Tout d’abord, on ne peut que se féliciter que la santé soit au cœur de la campagne, ce qui n’avait pas été le cas il y a cinq ans. C’est une préoccupation très importante des Français. Concernant le financement de la protection sociale, on a un peu tout vu dans les propositions et notamment, l’idée de sanctionner les patients non observant par la perte de leur statut d’ALD, ce qui pose un gros problème éthique. Je ne suis pas là pour sanctionner mon patient, mais pour l’accompagner dans sa maladie. Autre sujet, la définition du panier de soins. Si demain, il y a un désengagement sur le petit risque, quitte à augmenter la part des patients qui pourront bénéficier du tiers payant, cela fera dépendre sa prise en charge des complémentaires santé des patients. Il s’avère qu’on a déjà eu un peu l’expérience de cela, a minima, lorsque les franchise sont apparues où, sans que l’on comprenne vraiment pourquoi, nous avons vu nos patients au fil de mois, se plaindre que nos consultations étaient de moins en moins bien remboursées. Les franchises s’accumulant, ils n’étaient plus remboursés que de 3 ou 4 euros, alors ils venaient moins souvent et surtout, ils arrivaient avec sur un post-it, la liste des problèmes qu’ils avaient à régler. Si on va vers une protection sociale où le petit risque reste à la charge de beaucoup d’assurés sociaux, cela va entraîner un retard de consultations, qui seront plus lourdes au même prix, 25 euros. Les patients hésiteront à aller voir leurs médecins , nous ferons moins de prévention, les prises en charge seront retardées et elles seront plus lourdes, plus coûteuses avec plus d’hospitalisations. Mais je crois que le candidat qui présentait ce programme a pris conscience des risques car la protection sociale, c’est l’ADN des Français, et on voit déjà le rétropédalage qui s’opère. Les propositions vont évoluer d’ici le mois de mai.

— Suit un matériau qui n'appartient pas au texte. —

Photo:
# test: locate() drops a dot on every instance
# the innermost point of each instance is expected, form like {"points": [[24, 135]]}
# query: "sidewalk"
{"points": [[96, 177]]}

Certains candidats évoquent l’hypothèse de salarier les médecins…

Mais les médecins généralistes savent très bien que l’exercice libéral ne sera pas remis en cause ! Par rapport à sa productivité, un médecin salarié dans un centre de santé coûte bien plus cher qu’un médecin libéral dans son cabinet médical. Or, je n’ai vraiment pas l’impression qu’à partir de 2017, l’Ondam va s’ouvrir et que les robinets vont couler à flot pour financer la santé. Certains députés estiment même qu’à partir de l’an prochain, les restrictions seront encore plus fortes, tant pour le monde hospitalier qu’en ’ambulatoire. Ce qui n’empêche pas une réflexion d’être menée autour des forfaits, pour la prise en charge des pathologies chroniques. Ils représentent aujourd’hui 11 % environ de la rémunération du médecin. Mais la négociation conventionnelle a bien montré que pour les médecins généralistes, le compte n’y est pas. 90 % environ de leurs consultations longues et complètes sont aujourd’hui à 23 euros, et le seront demain à 25 euros. Ce n’est pas acceptable, on est aujourd’hui sur un mode de rémunération des médecins traitants qui ne prend pas en compte leur exercice. Il faut prendre en compte aussi le temps de coordination nécessaire lors d’un travail en exercice coordonné. Il faut avancer à tout prix et rapidement vers cela.